- 1 About HPV
- 2 Why HPV vaccines are unnecessary
- 3 Why HPV vaccine impact on cancer unknown
- 4 Why the science on HPV vaccination is not settled
- 5 Pharmaceutical Companies’ Role in State Vaccination Policymaking: The Case of HPV
- Human papillomavirus (HPV) is the most common sexually transmitted infection in the United States. There are more than 200 strains (and counting). In the vast majority of cases it causes no health problems and completely clears on its own.
Why HPV vaccines are unnecessary
- More than 90% of HPV infections clear on their own
- Regular pap smears are still needed and are very effective at preventing cervical cancer by early intervention
- Precancerous lesions are curable
- Maintaining a healthy diet and lifestyle further reduces risk of HPV complications
Why HPV vaccine impact on cancer unknown
- It takes on average 30 years for cancer to develop in the rare cases when HPV infection does lead to cancer. The impact of vaccination programs is not yet known.
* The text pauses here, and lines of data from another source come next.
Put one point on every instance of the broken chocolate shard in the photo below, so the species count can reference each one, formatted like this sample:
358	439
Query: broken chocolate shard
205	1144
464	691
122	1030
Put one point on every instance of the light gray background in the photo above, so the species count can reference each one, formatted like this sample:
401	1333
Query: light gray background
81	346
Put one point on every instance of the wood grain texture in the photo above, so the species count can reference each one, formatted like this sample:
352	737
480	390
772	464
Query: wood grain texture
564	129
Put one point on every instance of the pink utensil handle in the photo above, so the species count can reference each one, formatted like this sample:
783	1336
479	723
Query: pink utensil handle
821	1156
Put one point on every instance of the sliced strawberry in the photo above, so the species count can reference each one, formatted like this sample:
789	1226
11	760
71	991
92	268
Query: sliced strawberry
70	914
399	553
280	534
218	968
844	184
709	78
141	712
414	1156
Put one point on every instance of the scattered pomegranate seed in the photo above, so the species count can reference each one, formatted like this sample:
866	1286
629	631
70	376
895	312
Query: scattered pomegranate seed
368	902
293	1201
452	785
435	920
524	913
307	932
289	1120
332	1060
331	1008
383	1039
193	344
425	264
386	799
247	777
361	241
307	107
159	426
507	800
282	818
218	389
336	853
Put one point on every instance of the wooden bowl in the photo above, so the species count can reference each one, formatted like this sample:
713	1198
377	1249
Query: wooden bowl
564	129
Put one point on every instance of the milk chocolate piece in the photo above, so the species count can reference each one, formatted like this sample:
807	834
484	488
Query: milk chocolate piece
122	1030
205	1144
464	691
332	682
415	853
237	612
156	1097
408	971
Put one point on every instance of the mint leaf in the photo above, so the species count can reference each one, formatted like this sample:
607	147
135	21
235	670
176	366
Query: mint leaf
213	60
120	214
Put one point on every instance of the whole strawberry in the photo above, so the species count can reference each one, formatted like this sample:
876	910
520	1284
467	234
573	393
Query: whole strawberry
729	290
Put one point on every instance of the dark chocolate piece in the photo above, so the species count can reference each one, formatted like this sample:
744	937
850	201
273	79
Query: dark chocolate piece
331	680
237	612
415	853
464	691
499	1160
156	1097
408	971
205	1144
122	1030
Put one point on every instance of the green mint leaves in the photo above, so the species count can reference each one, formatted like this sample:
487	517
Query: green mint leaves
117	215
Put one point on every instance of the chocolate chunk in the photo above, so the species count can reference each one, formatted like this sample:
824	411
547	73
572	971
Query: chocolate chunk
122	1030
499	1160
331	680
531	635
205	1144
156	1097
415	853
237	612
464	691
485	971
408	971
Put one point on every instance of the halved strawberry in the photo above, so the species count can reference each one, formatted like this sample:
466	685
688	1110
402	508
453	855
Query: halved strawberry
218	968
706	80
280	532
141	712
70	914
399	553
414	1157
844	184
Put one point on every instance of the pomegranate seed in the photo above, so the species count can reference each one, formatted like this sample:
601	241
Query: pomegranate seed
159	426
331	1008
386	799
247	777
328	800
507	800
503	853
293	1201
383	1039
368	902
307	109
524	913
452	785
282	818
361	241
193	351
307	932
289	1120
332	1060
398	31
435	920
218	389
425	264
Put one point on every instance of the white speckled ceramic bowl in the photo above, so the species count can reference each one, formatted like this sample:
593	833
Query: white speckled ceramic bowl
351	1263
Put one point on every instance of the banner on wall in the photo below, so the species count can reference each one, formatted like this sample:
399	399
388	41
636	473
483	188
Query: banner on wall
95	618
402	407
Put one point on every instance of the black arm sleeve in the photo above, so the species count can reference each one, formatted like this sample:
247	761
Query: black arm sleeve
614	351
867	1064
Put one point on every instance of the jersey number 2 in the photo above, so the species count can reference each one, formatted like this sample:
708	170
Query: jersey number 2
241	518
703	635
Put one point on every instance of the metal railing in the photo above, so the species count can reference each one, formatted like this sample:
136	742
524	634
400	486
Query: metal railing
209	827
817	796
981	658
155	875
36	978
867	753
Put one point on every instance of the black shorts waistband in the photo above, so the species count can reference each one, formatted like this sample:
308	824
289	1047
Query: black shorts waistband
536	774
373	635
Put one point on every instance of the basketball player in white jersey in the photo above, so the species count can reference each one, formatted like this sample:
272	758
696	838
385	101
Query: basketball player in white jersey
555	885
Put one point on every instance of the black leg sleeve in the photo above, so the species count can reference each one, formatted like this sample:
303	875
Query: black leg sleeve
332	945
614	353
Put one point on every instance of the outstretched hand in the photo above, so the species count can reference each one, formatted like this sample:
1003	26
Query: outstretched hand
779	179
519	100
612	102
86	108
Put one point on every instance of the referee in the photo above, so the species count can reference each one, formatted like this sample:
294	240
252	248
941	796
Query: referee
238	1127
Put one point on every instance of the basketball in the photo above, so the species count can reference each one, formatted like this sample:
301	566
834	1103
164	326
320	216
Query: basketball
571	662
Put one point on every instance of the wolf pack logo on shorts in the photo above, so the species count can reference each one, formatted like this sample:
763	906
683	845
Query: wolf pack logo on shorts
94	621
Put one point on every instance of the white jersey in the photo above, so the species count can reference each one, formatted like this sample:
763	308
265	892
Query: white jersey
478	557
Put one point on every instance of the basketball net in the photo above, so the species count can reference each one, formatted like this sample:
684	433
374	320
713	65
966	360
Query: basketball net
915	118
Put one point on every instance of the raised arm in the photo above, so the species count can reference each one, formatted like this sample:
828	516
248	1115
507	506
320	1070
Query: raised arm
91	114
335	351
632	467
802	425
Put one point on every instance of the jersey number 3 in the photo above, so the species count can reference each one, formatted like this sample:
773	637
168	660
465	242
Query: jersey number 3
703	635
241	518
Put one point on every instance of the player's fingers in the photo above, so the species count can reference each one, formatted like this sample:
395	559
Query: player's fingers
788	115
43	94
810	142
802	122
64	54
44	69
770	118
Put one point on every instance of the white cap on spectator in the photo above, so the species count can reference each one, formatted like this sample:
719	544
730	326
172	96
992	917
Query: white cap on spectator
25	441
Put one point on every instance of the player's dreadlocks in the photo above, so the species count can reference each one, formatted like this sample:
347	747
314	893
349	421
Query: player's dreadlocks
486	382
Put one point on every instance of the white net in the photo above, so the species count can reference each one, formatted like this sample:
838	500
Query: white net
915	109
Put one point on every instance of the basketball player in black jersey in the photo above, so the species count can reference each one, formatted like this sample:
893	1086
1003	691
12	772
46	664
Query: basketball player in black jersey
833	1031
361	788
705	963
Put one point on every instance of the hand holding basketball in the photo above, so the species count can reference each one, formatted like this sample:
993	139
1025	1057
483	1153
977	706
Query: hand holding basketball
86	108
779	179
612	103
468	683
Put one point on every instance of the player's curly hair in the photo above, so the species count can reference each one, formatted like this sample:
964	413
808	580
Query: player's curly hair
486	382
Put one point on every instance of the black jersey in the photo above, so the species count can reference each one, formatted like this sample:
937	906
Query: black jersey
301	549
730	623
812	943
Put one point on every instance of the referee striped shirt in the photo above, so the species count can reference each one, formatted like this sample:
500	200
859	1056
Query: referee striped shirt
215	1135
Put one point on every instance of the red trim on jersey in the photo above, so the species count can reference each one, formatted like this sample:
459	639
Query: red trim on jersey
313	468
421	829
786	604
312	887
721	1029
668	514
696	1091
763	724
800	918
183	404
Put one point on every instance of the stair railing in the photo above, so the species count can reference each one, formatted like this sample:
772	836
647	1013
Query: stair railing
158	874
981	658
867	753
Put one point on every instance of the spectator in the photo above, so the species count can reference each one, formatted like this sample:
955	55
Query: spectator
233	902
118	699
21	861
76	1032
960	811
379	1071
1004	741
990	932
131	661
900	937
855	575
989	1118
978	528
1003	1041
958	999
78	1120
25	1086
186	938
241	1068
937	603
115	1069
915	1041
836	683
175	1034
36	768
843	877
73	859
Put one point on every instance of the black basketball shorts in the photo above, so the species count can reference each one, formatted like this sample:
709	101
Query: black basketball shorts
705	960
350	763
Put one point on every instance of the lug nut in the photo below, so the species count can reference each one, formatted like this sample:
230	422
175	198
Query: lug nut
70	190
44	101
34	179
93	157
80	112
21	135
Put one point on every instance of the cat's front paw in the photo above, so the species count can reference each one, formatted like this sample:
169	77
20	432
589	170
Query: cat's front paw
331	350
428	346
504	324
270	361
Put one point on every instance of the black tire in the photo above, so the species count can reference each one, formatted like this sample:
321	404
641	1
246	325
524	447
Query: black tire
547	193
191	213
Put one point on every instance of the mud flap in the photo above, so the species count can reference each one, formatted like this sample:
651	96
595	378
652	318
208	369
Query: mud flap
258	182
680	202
- Strain replacement has been found to occur. There are more than 200 strains of HPV. While the current Gardasil9 vaccine protects against what are thought to be the strains leading to the most cancer, It is not known what impact other strains may have on cancer rates or on other health conditions. “The number of studies that show that partial immunization via available HPV (human papillomavirus) vaccines is not only insufficient at reducing overall HPV infection rates; the vaccines actually cause rarer, more lethal types of HPV to sweep in and the net effect could be devastating increases in HPV-related cancers.” Dr. James Lyons-Weiler.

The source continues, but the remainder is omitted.